Baldwin was not a minor when she had sex with a fourteen-year-old boy. But she was barely out of adolescence herself. For more than a decade since she completed her jail term, she has had to receive treatment designed for sex offenders and undergo regular polygraph tests, all of which have racked up thousands of dollars in fees over the years. She lost a job as a newspaper reporter after a reader saw her name on the registry and complained. She can’t travel freely or enter a public park to watch her children play.
There is a growing movement advocating for an easing of sex offender regulations, as described in a lengthy treatment of the subject by The New Yorker’s Sarah Stillman, but given the morally ambiguous nature of the subject, it’s an uphill road.
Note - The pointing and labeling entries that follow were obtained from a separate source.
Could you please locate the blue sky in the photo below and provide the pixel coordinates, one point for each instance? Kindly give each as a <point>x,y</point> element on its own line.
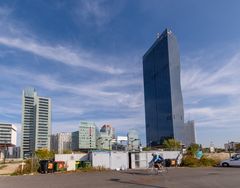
<point>87,56</point>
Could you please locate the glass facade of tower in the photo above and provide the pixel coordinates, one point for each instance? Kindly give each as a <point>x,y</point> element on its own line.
<point>162,90</point>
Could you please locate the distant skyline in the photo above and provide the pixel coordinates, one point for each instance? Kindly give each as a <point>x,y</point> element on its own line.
<point>87,57</point>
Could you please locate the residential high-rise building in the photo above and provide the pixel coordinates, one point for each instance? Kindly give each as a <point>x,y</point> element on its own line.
<point>162,90</point>
<point>106,137</point>
<point>64,142</point>
<point>133,140</point>
<point>8,135</point>
<point>36,122</point>
<point>85,138</point>
<point>189,133</point>
<point>8,138</point>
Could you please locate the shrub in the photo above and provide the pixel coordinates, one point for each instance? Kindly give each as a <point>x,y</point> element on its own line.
<point>191,161</point>
<point>30,166</point>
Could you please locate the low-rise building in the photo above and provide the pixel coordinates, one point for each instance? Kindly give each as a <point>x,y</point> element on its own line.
<point>231,146</point>
<point>106,138</point>
<point>189,133</point>
<point>85,138</point>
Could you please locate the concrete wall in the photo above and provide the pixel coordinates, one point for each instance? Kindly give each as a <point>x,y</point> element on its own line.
<point>141,160</point>
<point>112,160</point>
<point>71,157</point>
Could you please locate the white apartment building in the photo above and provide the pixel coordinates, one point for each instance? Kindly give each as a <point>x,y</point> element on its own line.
<point>36,122</point>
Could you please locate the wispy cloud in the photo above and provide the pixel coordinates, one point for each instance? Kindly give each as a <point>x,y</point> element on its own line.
<point>97,12</point>
<point>213,97</point>
<point>60,54</point>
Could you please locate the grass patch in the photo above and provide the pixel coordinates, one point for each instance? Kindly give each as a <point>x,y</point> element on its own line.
<point>2,166</point>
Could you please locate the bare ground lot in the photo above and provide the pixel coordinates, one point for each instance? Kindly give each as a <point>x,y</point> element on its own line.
<point>176,177</point>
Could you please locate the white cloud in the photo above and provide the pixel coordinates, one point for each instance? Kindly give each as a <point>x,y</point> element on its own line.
<point>213,97</point>
<point>60,54</point>
<point>97,12</point>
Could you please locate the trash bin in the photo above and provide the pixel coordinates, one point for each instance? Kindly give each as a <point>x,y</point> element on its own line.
<point>85,164</point>
<point>173,162</point>
<point>167,162</point>
<point>50,167</point>
<point>78,164</point>
<point>43,166</point>
<point>59,166</point>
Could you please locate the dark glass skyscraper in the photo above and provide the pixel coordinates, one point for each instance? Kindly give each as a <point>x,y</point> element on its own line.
<point>162,90</point>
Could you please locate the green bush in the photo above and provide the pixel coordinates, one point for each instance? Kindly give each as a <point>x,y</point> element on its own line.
<point>191,161</point>
<point>208,161</point>
<point>31,166</point>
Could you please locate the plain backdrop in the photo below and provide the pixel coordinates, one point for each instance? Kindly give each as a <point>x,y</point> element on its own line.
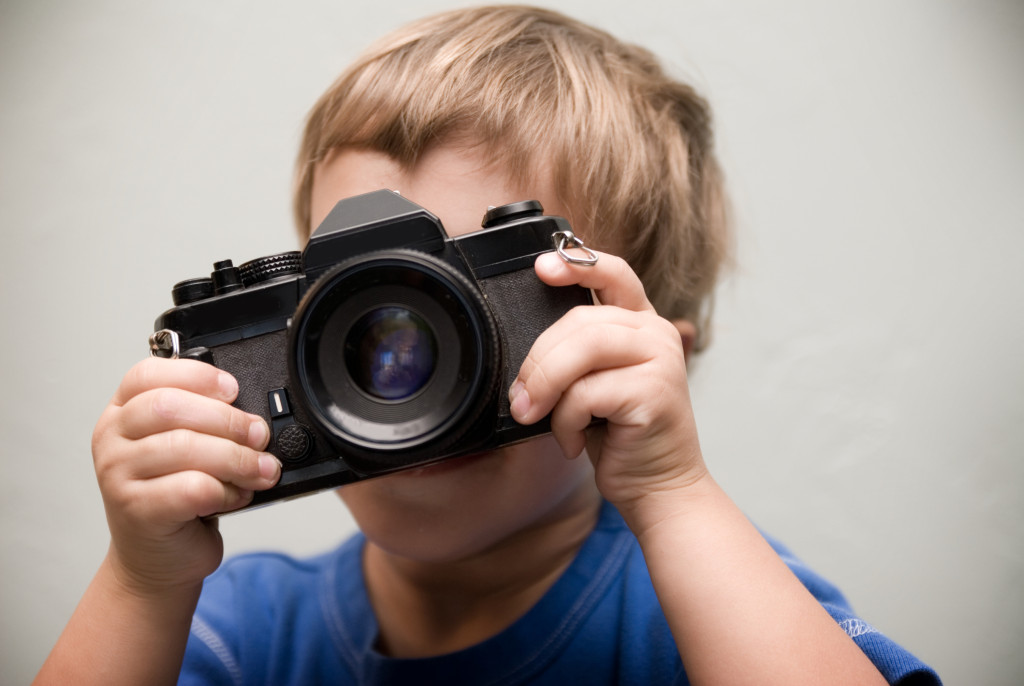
<point>863,399</point>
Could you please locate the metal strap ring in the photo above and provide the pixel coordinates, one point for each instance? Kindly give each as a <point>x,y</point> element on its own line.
<point>565,240</point>
<point>165,343</point>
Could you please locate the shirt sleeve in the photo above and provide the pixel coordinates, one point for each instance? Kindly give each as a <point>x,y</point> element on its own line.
<point>896,663</point>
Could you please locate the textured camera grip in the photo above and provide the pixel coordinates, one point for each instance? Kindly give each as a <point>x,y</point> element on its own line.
<point>524,307</point>
<point>259,363</point>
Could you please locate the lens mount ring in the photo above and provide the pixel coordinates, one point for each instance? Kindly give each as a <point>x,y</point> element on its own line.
<point>375,433</point>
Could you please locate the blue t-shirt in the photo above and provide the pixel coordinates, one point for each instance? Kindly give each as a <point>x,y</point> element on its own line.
<point>269,618</point>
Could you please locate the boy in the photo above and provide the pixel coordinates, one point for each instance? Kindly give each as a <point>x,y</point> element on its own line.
<point>623,563</point>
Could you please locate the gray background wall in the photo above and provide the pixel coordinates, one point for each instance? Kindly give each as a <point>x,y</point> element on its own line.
<point>862,401</point>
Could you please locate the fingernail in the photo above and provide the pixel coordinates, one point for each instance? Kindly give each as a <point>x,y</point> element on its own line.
<point>258,434</point>
<point>228,386</point>
<point>269,467</point>
<point>518,399</point>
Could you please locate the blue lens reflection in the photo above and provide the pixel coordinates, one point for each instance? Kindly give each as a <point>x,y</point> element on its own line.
<point>391,352</point>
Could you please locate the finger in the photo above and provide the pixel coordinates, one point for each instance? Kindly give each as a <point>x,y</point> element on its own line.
<point>545,378</point>
<point>182,497</point>
<point>189,375</point>
<point>610,277</point>
<point>163,410</point>
<point>181,449</point>
<point>582,343</point>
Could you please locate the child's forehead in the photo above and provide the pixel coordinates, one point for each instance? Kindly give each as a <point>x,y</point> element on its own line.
<point>456,182</point>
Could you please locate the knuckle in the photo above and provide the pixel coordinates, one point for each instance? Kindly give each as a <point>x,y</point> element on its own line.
<point>201,491</point>
<point>238,423</point>
<point>246,464</point>
<point>179,442</point>
<point>164,402</point>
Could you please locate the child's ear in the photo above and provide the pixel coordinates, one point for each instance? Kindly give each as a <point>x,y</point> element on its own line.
<point>688,334</point>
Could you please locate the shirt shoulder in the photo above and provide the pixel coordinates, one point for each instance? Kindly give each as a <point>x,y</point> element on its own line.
<point>264,613</point>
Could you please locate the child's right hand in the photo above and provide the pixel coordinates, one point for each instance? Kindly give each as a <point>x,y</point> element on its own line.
<point>168,451</point>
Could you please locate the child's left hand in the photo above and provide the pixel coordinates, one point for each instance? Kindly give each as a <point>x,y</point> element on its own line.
<point>621,361</point>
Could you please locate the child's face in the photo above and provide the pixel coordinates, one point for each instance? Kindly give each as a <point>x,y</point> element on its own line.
<point>461,507</point>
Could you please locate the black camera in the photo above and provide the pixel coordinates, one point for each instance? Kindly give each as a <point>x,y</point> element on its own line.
<point>385,344</point>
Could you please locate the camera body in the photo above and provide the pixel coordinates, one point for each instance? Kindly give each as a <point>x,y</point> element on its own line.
<point>384,345</point>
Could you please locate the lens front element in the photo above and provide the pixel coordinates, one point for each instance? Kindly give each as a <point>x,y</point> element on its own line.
<point>391,352</point>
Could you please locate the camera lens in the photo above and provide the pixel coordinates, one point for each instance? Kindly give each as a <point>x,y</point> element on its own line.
<point>391,352</point>
<point>393,356</point>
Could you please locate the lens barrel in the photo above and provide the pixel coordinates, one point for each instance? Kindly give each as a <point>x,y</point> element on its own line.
<point>394,355</point>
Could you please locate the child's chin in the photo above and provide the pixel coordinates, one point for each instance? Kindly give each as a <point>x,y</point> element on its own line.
<point>444,466</point>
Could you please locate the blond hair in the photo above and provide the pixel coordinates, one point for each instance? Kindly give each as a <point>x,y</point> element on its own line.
<point>629,149</point>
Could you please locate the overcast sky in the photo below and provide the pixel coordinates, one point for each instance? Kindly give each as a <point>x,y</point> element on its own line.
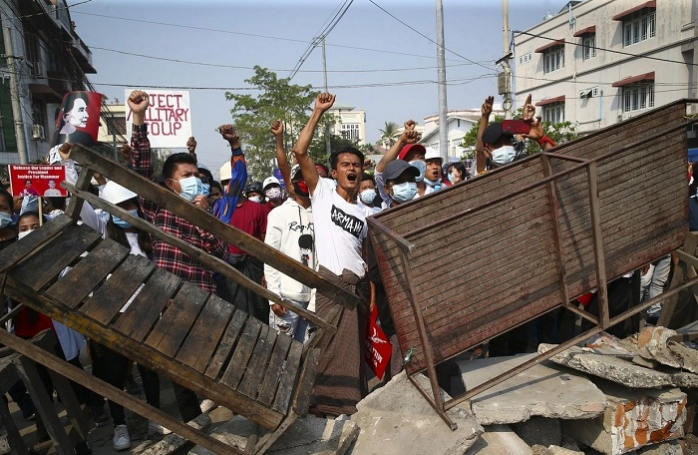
<point>473,30</point>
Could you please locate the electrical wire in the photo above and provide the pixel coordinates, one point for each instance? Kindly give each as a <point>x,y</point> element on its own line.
<point>425,36</point>
<point>216,65</point>
<point>629,54</point>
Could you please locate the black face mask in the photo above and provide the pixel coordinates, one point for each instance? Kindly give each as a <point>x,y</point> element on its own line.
<point>301,188</point>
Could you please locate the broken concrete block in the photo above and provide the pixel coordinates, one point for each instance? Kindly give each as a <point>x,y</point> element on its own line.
<point>497,440</point>
<point>633,419</point>
<point>542,390</point>
<point>618,370</point>
<point>397,419</point>
<point>665,448</point>
<point>539,431</point>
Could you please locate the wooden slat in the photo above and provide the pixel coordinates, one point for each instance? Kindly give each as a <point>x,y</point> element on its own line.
<point>229,341</point>
<point>273,375</point>
<point>118,289</point>
<point>174,325</point>
<point>288,378</point>
<point>139,318</point>
<point>200,344</point>
<point>48,263</point>
<point>254,376</point>
<point>19,250</point>
<point>243,351</point>
<point>88,274</point>
<point>193,214</point>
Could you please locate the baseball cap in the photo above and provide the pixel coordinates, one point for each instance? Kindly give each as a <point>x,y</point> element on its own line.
<point>411,147</point>
<point>493,133</point>
<point>270,181</point>
<point>395,169</point>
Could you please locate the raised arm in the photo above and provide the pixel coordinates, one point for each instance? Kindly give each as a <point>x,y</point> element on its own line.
<point>480,154</point>
<point>225,206</point>
<point>141,156</point>
<point>277,129</point>
<point>323,102</point>
<point>394,151</point>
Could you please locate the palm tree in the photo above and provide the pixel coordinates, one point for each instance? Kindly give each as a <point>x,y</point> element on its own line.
<point>389,133</point>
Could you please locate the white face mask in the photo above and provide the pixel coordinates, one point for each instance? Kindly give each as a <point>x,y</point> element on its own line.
<point>503,155</point>
<point>23,234</point>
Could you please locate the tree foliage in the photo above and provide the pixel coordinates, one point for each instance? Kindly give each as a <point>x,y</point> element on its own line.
<point>253,115</point>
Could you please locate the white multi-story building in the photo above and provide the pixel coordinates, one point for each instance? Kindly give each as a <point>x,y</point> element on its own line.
<point>598,62</point>
<point>50,61</point>
<point>351,124</point>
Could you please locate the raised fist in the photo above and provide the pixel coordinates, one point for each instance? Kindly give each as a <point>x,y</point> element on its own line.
<point>324,101</point>
<point>191,145</point>
<point>487,106</point>
<point>138,101</point>
<point>277,128</point>
<point>229,134</point>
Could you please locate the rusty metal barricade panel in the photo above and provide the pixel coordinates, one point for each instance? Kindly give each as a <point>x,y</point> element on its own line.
<point>483,273</point>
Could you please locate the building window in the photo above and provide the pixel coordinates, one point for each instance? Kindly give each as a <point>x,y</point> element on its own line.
<point>525,58</point>
<point>350,131</point>
<point>638,96</point>
<point>554,59</point>
<point>589,47</point>
<point>639,26</point>
<point>554,112</point>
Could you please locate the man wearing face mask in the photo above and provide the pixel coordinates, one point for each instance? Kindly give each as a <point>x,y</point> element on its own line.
<point>180,175</point>
<point>407,150</point>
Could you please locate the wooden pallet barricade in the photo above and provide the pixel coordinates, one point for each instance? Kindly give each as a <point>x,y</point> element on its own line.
<point>191,336</point>
<point>473,261</point>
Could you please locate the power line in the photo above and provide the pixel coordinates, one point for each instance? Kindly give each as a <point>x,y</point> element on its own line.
<point>253,35</point>
<point>425,36</point>
<point>217,65</point>
<point>659,59</point>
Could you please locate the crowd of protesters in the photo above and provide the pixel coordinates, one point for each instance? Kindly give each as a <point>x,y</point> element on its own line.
<point>316,215</point>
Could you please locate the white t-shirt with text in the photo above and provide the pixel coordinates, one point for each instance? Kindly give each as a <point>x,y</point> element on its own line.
<point>340,229</point>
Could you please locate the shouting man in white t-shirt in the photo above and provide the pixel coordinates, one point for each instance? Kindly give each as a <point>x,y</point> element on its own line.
<point>340,231</point>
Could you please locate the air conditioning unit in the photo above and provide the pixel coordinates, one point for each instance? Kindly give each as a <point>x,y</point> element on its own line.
<point>37,70</point>
<point>38,133</point>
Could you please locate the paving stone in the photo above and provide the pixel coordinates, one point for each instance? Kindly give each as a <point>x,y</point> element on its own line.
<point>539,431</point>
<point>543,390</point>
<point>633,419</point>
<point>498,440</point>
<point>396,419</point>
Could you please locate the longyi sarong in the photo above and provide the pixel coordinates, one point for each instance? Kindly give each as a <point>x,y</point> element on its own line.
<point>340,381</point>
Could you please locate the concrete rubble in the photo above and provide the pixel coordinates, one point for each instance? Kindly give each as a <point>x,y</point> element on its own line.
<point>397,419</point>
<point>542,390</point>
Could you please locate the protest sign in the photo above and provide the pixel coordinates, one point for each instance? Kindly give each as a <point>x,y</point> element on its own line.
<point>37,180</point>
<point>78,119</point>
<point>168,118</point>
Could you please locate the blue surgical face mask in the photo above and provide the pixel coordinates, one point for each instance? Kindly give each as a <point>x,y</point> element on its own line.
<point>503,155</point>
<point>5,219</point>
<point>122,223</point>
<point>404,192</point>
<point>191,187</point>
<point>421,166</point>
<point>367,196</point>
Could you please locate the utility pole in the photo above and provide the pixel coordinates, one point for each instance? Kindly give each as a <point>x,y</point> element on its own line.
<point>507,104</point>
<point>324,73</point>
<point>441,62</point>
<point>14,96</point>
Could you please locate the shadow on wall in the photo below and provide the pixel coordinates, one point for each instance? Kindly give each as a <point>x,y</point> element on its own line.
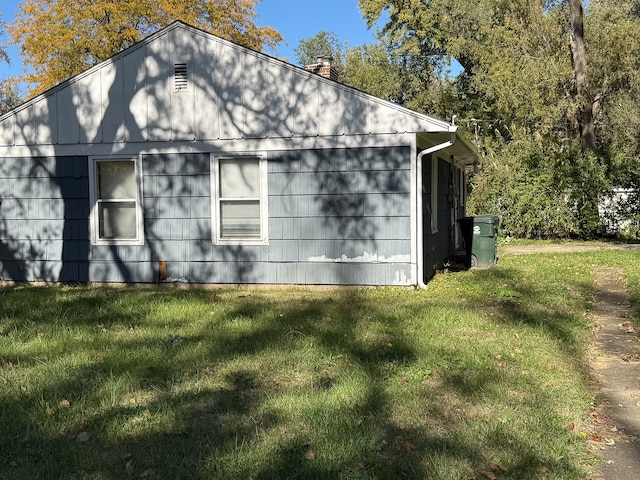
<point>44,218</point>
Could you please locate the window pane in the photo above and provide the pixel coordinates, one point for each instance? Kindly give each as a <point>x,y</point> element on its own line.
<point>240,219</point>
<point>240,178</point>
<point>117,220</point>
<point>116,180</point>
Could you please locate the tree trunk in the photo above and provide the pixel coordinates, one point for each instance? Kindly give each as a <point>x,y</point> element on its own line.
<point>579,53</point>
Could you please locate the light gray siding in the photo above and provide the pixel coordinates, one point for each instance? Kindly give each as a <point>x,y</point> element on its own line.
<point>336,216</point>
<point>232,93</point>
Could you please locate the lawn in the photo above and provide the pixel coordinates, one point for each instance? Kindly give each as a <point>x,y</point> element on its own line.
<point>483,374</point>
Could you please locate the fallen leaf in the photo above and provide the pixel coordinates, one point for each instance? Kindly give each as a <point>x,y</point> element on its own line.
<point>489,475</point>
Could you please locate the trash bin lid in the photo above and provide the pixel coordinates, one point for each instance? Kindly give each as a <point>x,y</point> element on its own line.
<point>487,218</point>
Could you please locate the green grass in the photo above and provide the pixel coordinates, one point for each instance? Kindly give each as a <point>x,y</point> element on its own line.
<point>484,368</point>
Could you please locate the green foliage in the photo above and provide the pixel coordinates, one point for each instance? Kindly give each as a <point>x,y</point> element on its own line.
<point>322,44</point>
<point>518,96</point>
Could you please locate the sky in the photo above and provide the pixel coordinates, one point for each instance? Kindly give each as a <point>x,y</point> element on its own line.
<point>294,19</point>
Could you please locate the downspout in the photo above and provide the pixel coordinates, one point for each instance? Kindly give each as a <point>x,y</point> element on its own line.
<point>420,237</point>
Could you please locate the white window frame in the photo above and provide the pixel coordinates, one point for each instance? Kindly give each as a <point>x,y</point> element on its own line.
<point>94,216</point>
<point>434,193</point>
<point>263,238</point>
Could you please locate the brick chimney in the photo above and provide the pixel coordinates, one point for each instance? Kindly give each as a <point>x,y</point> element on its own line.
<point>323,68</point>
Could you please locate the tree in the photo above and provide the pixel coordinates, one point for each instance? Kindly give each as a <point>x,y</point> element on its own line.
<point>9,96</point>
<point>61,38</point>
<point>322,44</point>
<point>3,53</point>
<point>579,53</point>
<point>530,95</point>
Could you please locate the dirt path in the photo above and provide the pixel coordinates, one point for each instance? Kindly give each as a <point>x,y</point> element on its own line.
<point>615,367</point>
<point>567,247</point>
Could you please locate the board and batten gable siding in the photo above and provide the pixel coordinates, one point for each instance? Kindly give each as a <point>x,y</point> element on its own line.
<point>231,93</point>
<point>336,216</point>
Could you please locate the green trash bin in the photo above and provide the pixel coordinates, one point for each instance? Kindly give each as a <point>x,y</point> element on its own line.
<point>480,234</point>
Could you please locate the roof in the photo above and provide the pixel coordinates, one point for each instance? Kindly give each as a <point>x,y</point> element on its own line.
<point>184,84</point>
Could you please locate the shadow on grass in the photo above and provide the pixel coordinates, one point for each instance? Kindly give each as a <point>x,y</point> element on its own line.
<point>206,408</point>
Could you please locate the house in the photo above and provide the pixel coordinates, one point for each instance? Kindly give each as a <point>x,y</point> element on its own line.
<point>189,158</point>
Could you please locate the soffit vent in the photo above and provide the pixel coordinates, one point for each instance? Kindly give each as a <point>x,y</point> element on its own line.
<point>180,77</point>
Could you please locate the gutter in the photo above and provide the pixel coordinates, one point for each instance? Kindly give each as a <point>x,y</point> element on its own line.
<point>420,233</point>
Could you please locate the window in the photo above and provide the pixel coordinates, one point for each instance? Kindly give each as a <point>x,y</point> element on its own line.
<point>239,193</point>
<point>116,212</point>
<point>180,77</point>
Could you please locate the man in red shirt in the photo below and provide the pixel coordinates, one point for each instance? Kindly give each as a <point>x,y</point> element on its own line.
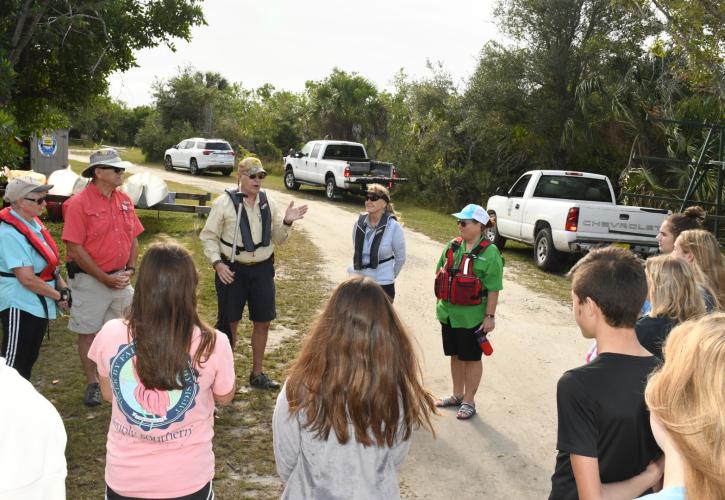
<point>100,233</point>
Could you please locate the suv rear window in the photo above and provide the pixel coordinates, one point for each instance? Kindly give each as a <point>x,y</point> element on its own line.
<point>346,151</point>
<point>218,146</point>
<point>567,187</point>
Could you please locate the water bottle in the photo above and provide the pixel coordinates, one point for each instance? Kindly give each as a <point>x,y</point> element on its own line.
<point>483,342</point>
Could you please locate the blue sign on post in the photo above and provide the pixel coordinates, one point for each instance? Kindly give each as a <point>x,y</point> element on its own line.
<point>48,145</point>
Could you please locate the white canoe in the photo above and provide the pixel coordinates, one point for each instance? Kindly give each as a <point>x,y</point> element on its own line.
<point>63,182</point>
<point>145,189</point>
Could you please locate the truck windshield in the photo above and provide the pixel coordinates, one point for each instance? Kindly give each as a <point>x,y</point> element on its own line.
<point>346,151</point>
<point>218,146</point>
<point>570,187</point>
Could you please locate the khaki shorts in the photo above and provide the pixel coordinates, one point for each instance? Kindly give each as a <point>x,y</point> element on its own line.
<point>94,303</point>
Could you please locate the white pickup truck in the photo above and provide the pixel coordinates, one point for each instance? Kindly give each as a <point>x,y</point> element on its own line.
<point>561,212</point>
<point>336,165</point>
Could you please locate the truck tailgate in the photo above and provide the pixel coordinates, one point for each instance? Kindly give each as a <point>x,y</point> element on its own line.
<point>619,223</point>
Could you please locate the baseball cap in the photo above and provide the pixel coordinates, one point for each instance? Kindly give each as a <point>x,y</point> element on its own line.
<point>251,166</point>
<point>106,156</point>
<point>20,187</point>
<point>473,212</point>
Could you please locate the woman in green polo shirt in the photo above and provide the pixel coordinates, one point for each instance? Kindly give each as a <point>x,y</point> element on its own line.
<point>462,311</point>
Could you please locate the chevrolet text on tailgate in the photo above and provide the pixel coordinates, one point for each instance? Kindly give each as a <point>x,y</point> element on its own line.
<point>561,212</point>
<point>336,165</point>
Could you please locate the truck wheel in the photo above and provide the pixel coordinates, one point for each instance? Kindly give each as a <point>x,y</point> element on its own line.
<point>289,180</point>
<point>330,188</point>
<point>547,257</point>
<point>194,167</point>
<point>493,235</point>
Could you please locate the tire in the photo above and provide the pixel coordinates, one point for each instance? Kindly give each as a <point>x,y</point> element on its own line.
<point>194,167</point>
<point>330,188</point>
<point>493,235</point>
<point>289,180</point>
<point>546,257</point>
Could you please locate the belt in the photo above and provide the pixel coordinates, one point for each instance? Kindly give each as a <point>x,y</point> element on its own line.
<point>367,266</point>
<point>77,269</point>
<point>236,262</point>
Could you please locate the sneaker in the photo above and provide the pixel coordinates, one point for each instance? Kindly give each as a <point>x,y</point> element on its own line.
<point>262,381</point>
<point>93,395</point>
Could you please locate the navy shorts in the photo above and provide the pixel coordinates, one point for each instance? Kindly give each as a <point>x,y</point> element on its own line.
<point>461,342</point>
<point>253,285</point>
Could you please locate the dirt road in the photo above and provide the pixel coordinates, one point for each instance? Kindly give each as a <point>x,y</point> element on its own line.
<point>508,449</point>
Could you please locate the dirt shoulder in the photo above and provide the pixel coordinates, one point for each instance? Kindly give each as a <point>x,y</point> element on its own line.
<point>508,449</point>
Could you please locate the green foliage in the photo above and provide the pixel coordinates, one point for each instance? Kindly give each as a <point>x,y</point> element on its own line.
<point>347,107</point>
<point>106,121</point>
<point>154,139</point>
<point>10,151</point>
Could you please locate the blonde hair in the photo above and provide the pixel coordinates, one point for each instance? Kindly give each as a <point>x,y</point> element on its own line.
<point>383,191</point>
<point>672,288</point>
<point>705,249</point>
<point>687,396</point>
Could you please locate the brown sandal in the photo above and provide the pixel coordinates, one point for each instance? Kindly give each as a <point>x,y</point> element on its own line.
<point>447,401</point>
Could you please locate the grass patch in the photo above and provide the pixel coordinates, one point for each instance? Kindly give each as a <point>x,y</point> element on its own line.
<point>243,437</point>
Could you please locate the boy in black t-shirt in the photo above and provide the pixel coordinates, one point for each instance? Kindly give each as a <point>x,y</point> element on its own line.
<point>605,443</point>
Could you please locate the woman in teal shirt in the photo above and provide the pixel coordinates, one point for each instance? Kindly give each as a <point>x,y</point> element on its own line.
<point>461,318</point>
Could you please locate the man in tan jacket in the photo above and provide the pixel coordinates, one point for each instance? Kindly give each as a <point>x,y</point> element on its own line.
<point>247,276</point>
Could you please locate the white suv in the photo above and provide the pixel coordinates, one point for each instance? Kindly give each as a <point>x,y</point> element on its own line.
<point>199,155</point>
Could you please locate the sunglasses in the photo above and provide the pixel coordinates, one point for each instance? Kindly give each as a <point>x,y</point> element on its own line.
<point>118,170</point>
<point>39,201</point>
<point>258,175</point>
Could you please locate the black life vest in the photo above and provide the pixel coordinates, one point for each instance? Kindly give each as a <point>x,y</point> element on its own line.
<point>248,244</point>
<point>360,229</point>
<point>460,286</point>
<point>49,252</point>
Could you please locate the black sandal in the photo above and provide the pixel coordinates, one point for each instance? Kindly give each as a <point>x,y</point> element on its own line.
<point>466,411</point>
<point>447,401</point>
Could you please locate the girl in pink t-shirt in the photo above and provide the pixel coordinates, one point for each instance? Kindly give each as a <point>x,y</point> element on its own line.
<point>163,369</point>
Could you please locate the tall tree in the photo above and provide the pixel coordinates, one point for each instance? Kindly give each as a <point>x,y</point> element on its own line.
<point>346,106</point>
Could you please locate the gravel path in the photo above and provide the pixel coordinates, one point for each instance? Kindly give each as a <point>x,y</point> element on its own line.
<point>508,449</point>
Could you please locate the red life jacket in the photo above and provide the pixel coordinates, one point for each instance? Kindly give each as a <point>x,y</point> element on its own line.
<point>51,255</point>
<point>460,286</point>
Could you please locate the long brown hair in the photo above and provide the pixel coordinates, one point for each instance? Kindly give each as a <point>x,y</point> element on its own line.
<point>163,315</point>
<point>358,366</point>
<point>705,249</point>
<point>686,396</point>
<point>672,287</point>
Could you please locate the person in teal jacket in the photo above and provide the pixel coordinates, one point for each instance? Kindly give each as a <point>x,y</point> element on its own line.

What “Untouchable” expertly shows is the power of an individual story, in this case Lauren Book’s, even in the face of contradictory statistics. Sex-offender laws are designed to prevent recidivism. Yet data show that the level of recidivism for sexual offenders is in the single digits, with just 3.5% of them being re-convicted for another sex crime within three years of their release. Nevertheless, these laws pass with wide support from both sides of the aisle. Stories like that of the Book family, along with their personal appeal (Lauren Book is a charismatic young woman who runs a foundation to help victims of abuse) render the statistics irrelevant.
“We as a nation don’t seem to have a great appetite for social science,” says Feige. “We do have a great appetite for compelling stories.”
“Untouchable” juxtaposes two compelling stories of sex offender laws: the black-and-white, retribution-driven vision of Ron Book, and the daily realities of those on sex offender registries, painted in multiple shades of gray.